Thursday 12 February 2015

Saint Forannan of Clonard, February 12

February 12 sees the feast of an eighth-century abbot at the monastery of Clonard, County Meath - Saint Forannan. O'Hanlon has a brief entry on what is known of him:
St. Forannan, Abbot of Clonard, County of Meath.
[Eighth Century.]
We read on this day, in the Martyrology of Donegal, that Forannan, Abbot of Cluain Eraird, was venerated. He is said, also, to have been Abbot of Kildare, and to have died, on the 12th of February, A.D. 740, according to the Annals of the Four Masters,- or according to those of Ulster, A.D. 744.
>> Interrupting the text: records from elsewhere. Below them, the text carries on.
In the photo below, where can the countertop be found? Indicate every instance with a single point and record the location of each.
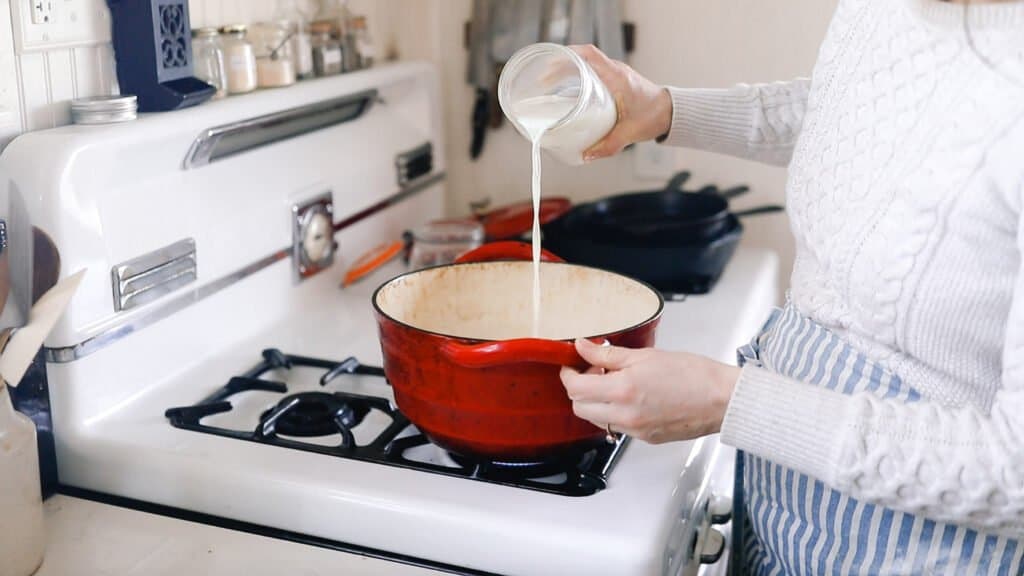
(98, 539)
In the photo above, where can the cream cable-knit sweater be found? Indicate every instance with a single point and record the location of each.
(905, 154)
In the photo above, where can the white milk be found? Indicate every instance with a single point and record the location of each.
(568, 141)
(536, 116)
(22, 536)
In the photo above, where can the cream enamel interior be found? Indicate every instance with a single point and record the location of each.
(494, 300)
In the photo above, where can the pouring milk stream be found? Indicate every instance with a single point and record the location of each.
(557, 103)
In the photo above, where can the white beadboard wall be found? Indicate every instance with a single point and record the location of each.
(36, 87)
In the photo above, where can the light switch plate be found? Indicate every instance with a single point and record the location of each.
(652, 161)
(42, 10)
(45, 25)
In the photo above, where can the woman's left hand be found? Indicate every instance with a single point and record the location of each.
(655, 396)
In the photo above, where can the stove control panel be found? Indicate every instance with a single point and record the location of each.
(312, 236)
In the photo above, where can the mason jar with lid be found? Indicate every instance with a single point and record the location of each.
(240, 59)
(208, 59)
(441, 242)
(328, 56)
(274, 67)
(548, 90)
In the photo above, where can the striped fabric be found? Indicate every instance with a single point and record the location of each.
(793, 524)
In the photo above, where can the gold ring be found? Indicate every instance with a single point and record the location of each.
(609, 437)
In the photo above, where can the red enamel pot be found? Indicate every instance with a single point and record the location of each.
(466, 371)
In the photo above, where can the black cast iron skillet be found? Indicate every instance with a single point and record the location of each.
(679, 242)
(667, 215)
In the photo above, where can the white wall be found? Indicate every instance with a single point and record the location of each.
(708, 43)
(36, 87)
(681, 42)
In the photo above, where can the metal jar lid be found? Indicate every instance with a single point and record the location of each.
(206, 32)
(103, 110)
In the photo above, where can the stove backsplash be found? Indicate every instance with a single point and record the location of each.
(181, 206)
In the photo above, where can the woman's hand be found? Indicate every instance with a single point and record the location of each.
(644, 108)
(655, 396)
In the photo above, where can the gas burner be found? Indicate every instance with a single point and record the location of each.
(312, 414)
(399, 444)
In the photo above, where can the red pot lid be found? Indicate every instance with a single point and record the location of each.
(515, 219)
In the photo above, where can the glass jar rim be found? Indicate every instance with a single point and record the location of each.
(522, 56)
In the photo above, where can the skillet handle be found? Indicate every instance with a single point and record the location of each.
(734, 192)
(489, 355)
(678, 180)
(507, 250)
(759, 210)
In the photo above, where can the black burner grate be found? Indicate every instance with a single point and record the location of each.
(323, 413)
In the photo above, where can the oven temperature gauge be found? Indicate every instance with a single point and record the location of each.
(312, 236)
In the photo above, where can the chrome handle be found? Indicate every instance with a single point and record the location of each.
(223, 141)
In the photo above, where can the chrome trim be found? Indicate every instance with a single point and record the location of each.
(151, 276)
(171, 305)
(212, 145)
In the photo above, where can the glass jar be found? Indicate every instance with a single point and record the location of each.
(548, 87)
(327, 51)
(442, 241)
(295, 22)
(208, 58)
(274, 67)
(364, 43)
(340, 17)
(240, 59)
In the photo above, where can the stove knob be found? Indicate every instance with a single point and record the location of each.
(317, 236)
(312, 236)
(720, 509)
(711, 544)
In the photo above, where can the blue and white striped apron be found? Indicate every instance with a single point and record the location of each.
(790, 523)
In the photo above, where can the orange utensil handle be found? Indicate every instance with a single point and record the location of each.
(372, 260)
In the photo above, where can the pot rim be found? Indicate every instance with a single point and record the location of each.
(652, 318)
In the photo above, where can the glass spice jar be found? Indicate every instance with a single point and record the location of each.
(295, 22)
(328, 58)
(364, 43)
(208, 58)
(441, 242)
(240, 59)
(274, 67)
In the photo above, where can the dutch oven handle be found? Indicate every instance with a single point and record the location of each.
(516, 351)
(488, 355)
(507, 250)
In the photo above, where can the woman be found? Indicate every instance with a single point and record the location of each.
(881, 413)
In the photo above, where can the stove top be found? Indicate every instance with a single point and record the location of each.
(370, 428)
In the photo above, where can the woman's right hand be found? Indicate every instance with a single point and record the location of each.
(644, 108)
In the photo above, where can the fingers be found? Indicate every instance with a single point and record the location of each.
(609, 358)
(609, 146)
(613, 387)
(598, 413)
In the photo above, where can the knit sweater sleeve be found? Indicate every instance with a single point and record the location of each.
(752, 121)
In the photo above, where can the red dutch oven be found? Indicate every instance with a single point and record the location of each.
(457, 354)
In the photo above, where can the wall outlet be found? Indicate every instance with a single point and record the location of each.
(46, 25)
(652, 161)
(42, 10)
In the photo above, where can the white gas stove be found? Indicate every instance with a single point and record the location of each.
(211, 369)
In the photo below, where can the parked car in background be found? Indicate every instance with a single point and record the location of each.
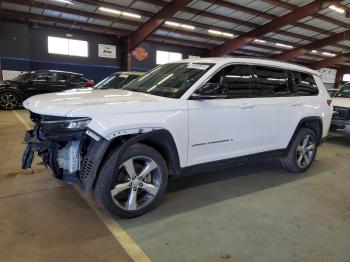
(182, 117)
(341, 111)
(332, 91)
(118, 80)
(14, 92)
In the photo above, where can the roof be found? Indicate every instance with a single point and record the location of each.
(55, 71)
(131, 73)
(245, 60)
(201, 24)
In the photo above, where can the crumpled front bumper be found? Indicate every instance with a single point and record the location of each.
(57, 149)
(33, 145)
(340, 127)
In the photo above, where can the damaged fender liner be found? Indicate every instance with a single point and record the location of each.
(92, 152)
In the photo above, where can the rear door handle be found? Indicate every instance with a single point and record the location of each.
(294, 103)
(245, 106)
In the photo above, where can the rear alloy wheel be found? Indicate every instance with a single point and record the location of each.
(9, 100)
(136, 185)
(306, 151)
(302, 152)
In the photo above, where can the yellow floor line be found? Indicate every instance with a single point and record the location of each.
(133, 250)
(22, 120)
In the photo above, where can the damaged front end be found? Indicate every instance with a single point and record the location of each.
(67, 146)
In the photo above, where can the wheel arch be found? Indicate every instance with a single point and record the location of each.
(314, 123)
(159, 139)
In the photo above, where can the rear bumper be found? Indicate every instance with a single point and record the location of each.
(340, 126)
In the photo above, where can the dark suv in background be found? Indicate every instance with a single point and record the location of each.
(14, 92)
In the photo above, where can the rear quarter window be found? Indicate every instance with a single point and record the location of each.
(305, 84)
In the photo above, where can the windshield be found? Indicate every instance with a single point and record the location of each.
(21, 78)
(344, 91)
(115, 81)
(170, 80)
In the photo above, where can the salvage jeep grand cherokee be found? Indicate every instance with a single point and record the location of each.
(179, 118)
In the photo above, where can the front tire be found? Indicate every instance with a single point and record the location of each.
(302, 151)
(9, 100)
(134, 186)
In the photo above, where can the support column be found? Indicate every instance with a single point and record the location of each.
(338, 78)
(126, 56)
(1, 77)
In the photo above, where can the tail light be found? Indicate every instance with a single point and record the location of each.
(90, 83)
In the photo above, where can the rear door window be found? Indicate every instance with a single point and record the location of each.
(305, 84)
(235, 80)
(42, 77)
(270, 82)
(63, 78)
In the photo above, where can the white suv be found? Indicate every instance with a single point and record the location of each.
(183, 117)
(341, 114)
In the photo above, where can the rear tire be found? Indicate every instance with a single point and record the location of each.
(9, 100)
(302, 151)
(136, 185)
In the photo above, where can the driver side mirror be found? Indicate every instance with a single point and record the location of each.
(210, 91)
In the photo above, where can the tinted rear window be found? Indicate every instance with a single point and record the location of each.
(305, 84)
(270, 82)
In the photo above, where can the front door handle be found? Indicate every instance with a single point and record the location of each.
(245, 106)
(295, 103)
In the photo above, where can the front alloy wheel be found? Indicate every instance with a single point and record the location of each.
(9, 100)
(302, 151)
(135, 186)
(138, 183)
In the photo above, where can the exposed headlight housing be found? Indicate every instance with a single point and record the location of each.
(65, 124)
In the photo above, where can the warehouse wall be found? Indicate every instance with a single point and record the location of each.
(24, 48)
(152, 47)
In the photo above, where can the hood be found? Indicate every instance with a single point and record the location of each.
(341, 101)
(63, 103)
(4, 83)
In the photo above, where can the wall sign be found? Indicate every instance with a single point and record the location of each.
(328, 75)
(107, 51)
(140, 53)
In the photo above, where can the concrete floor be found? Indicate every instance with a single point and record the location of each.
(252, 213)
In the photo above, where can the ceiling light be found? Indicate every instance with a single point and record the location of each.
(109, 10)
(337, 9)
(131, 15)
(328, 54)
(117, 12)
(259, 41)
(184, 26)
(65, 1)
(215, 32)
(283, 45)
(191, 27)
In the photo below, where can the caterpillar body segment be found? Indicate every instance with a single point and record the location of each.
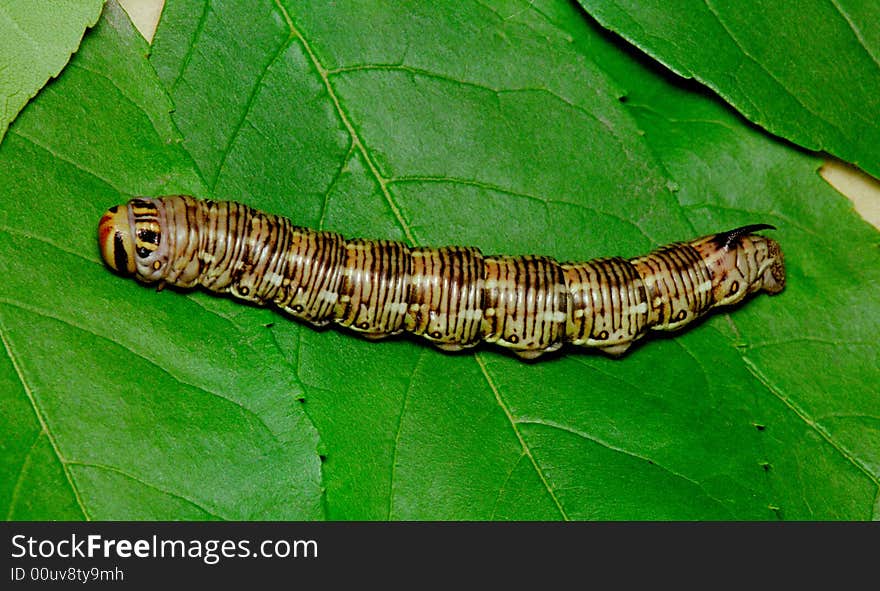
(455, 297)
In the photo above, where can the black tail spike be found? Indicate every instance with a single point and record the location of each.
(727, 239)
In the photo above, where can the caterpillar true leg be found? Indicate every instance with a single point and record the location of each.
(453, 296)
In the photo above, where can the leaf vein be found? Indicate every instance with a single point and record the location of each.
(43, 421)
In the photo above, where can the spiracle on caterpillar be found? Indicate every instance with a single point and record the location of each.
(455, 297)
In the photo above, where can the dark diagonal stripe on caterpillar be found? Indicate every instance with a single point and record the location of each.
(453, 296)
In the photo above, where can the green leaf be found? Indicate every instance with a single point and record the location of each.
(36, 41)
(119, 403)
(501, 128)
(807, 71)
(497, 126)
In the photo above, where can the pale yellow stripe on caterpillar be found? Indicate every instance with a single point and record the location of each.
(453, 296)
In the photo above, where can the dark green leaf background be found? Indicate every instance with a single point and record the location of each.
(513, 126)
(808, 71)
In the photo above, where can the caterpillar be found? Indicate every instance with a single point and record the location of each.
(453, 296)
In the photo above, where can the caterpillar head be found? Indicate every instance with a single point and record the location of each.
(130, 238)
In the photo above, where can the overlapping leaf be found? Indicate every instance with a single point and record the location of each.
(36, 41)
(140, 407)
(808, 71)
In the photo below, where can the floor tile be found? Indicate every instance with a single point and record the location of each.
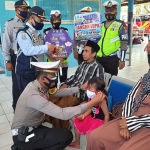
(4, 128)
(7, 107)
(8, 147)
(6, 98)
(6, 139)
(2, 86)
(5, 89)
(3, 119)
(5, 93)
(10, 117)
(1, 111)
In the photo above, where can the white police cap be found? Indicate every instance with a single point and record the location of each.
(46, 66)
(86, 9)
(110, 3)
(55, 13)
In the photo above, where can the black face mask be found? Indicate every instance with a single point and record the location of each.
(38, 26)
(49, 85)
(56, 25)
(110, 17)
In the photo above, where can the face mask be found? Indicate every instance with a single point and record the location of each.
(90, 94)
(110, 17)
(38, 26)
(56, 25)
(23, 14)
(53, 80)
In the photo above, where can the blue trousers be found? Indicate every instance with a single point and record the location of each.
(15, 88)
(23, 81)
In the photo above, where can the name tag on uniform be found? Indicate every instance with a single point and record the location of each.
(29, 136)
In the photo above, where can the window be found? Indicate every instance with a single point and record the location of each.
(68, 8)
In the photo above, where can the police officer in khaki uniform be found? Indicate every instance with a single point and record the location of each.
(27, 129)
(79, 46)
(30, 46)
(114, 40)
(9, 47)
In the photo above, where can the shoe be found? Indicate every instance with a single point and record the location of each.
(13, 147)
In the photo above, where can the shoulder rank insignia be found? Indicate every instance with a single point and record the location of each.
(52, 91)
(10, 19)
(41, 90)
(35, 40)
(23, 35)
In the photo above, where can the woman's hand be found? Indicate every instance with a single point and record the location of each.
(81, 117)
(122, 123)
(125, 133)
(98, 98)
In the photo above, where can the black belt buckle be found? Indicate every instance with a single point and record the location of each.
(12, 52)
(104, 55)
(22, 133)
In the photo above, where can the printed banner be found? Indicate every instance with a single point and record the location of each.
(87, 26)
(61, 39)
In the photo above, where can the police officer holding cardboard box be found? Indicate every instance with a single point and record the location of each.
(9, 47)
(27, 129)
(114, 40)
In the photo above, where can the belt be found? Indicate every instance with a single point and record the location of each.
(12, 52)
(15, 131)
(113, 54)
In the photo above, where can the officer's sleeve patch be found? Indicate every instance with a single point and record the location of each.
(23, 35)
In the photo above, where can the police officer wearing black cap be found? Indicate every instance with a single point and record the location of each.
(30, 46)
(114, 40)
(9, 50)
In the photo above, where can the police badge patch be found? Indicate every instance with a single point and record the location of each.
(23, 34)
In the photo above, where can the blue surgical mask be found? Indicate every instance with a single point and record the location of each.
(23, 14)
(38, 26)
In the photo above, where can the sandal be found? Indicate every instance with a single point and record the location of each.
(73, 145)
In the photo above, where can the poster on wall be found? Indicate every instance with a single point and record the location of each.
(141, 23)
(87, 26)
(9, 5)
(61, 39)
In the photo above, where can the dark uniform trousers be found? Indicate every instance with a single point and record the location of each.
(67, 101)
(24, 80)
(15, 88)
(64, 74)
(45, 139)
(109, 63)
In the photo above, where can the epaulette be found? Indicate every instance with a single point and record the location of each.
(10, 19)
(103, 21)
(45, 30)
(118, 20)
(64, 28)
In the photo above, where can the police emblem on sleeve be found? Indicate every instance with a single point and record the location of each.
(52, 91)
(23, 35)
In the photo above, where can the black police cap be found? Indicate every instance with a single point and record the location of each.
(21, 3)
(94, 45)
(39, 12)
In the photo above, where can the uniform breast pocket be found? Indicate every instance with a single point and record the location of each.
(14, 34)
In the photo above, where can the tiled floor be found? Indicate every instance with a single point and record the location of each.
(134, 72)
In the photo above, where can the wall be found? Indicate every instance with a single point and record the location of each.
(6, 15)
(118, 10)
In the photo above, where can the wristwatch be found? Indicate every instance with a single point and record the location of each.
(7, 61)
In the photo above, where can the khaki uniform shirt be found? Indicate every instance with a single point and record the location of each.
(33, 104)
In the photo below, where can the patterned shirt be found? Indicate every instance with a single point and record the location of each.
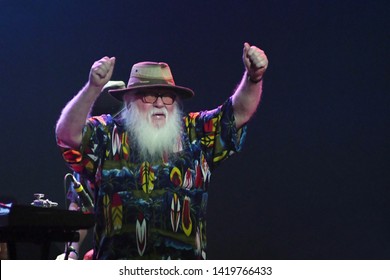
(153, 210)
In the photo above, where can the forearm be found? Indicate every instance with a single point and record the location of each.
(73, 116)
(246, 99)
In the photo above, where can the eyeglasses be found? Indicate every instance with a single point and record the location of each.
(167, 98)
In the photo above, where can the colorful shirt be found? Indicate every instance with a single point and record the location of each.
(153, 210)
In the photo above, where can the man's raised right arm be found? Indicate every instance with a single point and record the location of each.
(73, 117)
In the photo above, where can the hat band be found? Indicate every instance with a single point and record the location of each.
(143, 82)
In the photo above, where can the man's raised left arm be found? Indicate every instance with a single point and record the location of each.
(247, 96)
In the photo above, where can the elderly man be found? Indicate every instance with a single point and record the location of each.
(151, 165)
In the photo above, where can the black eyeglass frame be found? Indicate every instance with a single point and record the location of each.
(171, 97)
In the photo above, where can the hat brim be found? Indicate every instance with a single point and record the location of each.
(183, 92)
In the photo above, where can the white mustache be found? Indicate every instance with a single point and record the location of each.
(157, 111)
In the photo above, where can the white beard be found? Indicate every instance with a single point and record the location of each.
(153, 142)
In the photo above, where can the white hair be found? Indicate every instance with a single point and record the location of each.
(153, 142)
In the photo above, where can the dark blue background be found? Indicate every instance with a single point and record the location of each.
(313, 179)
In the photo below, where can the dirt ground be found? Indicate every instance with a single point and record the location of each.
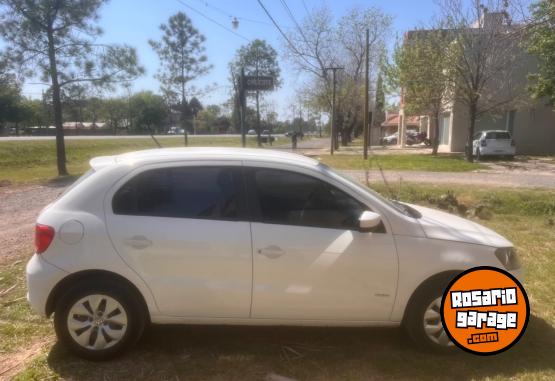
(19, 208)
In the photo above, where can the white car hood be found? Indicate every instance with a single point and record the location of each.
(441, 225)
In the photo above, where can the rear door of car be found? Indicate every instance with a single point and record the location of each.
(311, 261)
(183, 229)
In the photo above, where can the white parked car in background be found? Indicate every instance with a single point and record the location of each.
(239, 236)
(493, 143)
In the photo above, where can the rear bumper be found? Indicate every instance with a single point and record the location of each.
(41, 279)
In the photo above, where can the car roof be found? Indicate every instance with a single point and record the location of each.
(160, 155)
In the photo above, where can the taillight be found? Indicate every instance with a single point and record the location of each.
(44, 235)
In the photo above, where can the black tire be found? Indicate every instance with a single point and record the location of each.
(136, 319)
(413, 321)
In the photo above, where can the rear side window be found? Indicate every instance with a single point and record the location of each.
(290, 198)
(498, 135)
(183, 192)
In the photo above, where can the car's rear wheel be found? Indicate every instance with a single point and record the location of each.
(98, 321)
(423, 319)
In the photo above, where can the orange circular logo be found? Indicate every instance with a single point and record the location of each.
(485, 310)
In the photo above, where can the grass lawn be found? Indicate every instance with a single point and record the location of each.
(408, 162)
(29, 161)
(251, 353)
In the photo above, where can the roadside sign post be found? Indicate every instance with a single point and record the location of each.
(251, 83)
(242, 102)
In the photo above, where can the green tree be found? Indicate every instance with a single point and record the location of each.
(181, 53)
(419, 74)
(55, 40)
(149, 111)
(257, 58)
(10, 96)
(541, 43)
(486, 58)
(116, 113)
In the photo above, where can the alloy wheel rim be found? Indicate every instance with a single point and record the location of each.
(97, 322)
(433, 327)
In his diocesan history of Meath, Anglican rector John Healy recorded something of the context for the lives of the successors to Saint Finian:
The establishment at Clonard continued to exist down to the time of the Anglo-Norman invasion. It produced a long succession of men who were eminent in their day, but whose names now sound unfamiliar — such is the evanescent character of all human greatness. The annalists for the most part record for us simply their parentage and their decease. Sometimes, however, they give us small details that make us wish that they had not been so concise in all their statements, but had given us some particulars of the lives of these remarkable men . Thus they tell us of Bishop Tola, who was "a worthy soldier of Christ," and of Faelgus, who was "a wise man of Clonard." They tell of Suairleach, "bishop, anchorite, and abbot of Clonard, doctor in divinity and in spiritual wisdom, in piety and good deeds, so that his name spread over all Ireland: "and yet again of Ruman the amiable, a bishop who was " a shrine of wisdom, illustrious, acute, a man of virgin purity," and " loved by the hosts of the assembled people." Then we have Colman, the "wise doctor," and Maelmochta, " the head of the piety and wisdom of Ireland ; "Tuathal, the bishop, who "died after a good life," and Oengus, lord of Laeghaire, who, after a life of turmoil, retired to spend at Clonard his declining days, but was followed thither by his foes, and slain by the lord of Delvin. Such entries suggest many thoughts, but it is left to the imagination to fill in the picture. They tell, however, that the place was the abode of learning and piety, where good and learned men served their generation by the will of God.